Characterizing Interwoven

Abstract

Interwoven refers to material structures made by growing plant roots into man-made patterns. Originally developed as an art piece to demonstrate root intelligence and bring attention to human-nature relations, Interwoven shows the potential to disrupt various commercial industries, especially as textile-based natural fiber reinforcements for composite materials. The artist that created Interwoven, Amsterdam-based Diana Scherer, started a collaboration with the TU Delft Faculty of Industrial Design Engineering to help further develop Interwoven from an art piece to a sustainable material for products design.

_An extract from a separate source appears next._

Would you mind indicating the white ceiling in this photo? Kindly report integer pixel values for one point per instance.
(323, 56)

Following the Material Driven Design method (Karana, et al., 2015), two students have identified materials experience opportunities created by Interwoven materials, the mechanical properties and internal structure of Interwoven are still not fully understood.

This study tackles the challenge of performing a technical characterization on Interwoven structures in an effort to correlate processing parameters to its structure, properties, and performance. It is known from past works that Interwoven is fragile and “weak”, but a quantified value for these terms serves as a point of comparison with other materials in the market. To determine these values, a series of tensile tests were performed on grids with a simple square pattern. Dynamic Mechanical Analysis (DMA) tests performed on single roots proved that the amalgamation of roots that make up an Interwoven structure do not efficiently transfer tensile loads since the tensile strength and elastic moduli of Interwoven samples were nearly two orders of magnitude lower than those of a single root. Load transfer between roots was improved through the design of natural fiber-reinforced composites (NFRCs). The (bio)-polymer matrix used for these NFRCs was made up of agar gel, which improved the tensile properties of Interwoven samples, but was still lower than the single root.

A full characterization of a material correlates the observed properties to the structure of the material, which is done through the use of microscopy. Microscopic analyses were performed on all the tested samples to find any correlation between the observed tensile properties and the structure of Interwoven samples. In addition to providing insight about the complex interactions of roots as they form the patterns that they grow into, the microscopy also revealed that there is a direct correlation between the number of root tips (root endings) present at the intersection of squares in the grid and the mechanical properties of the sample.

With further research, this result can be tied to a parameter that the designer has direct control of, giving them better control of the properties of their Interwoven structures. Varying cell size in square patterns also allows designers to create structures with locally varying properties. The correlations between design parameters and material strength are summarized in the Guidelines to Designing with Interwoven booklet. A material demonstrator was also designed to showcase the locally variable mechanical properties in one structure while summarizing the test results in a way that is accessible and easy to understand.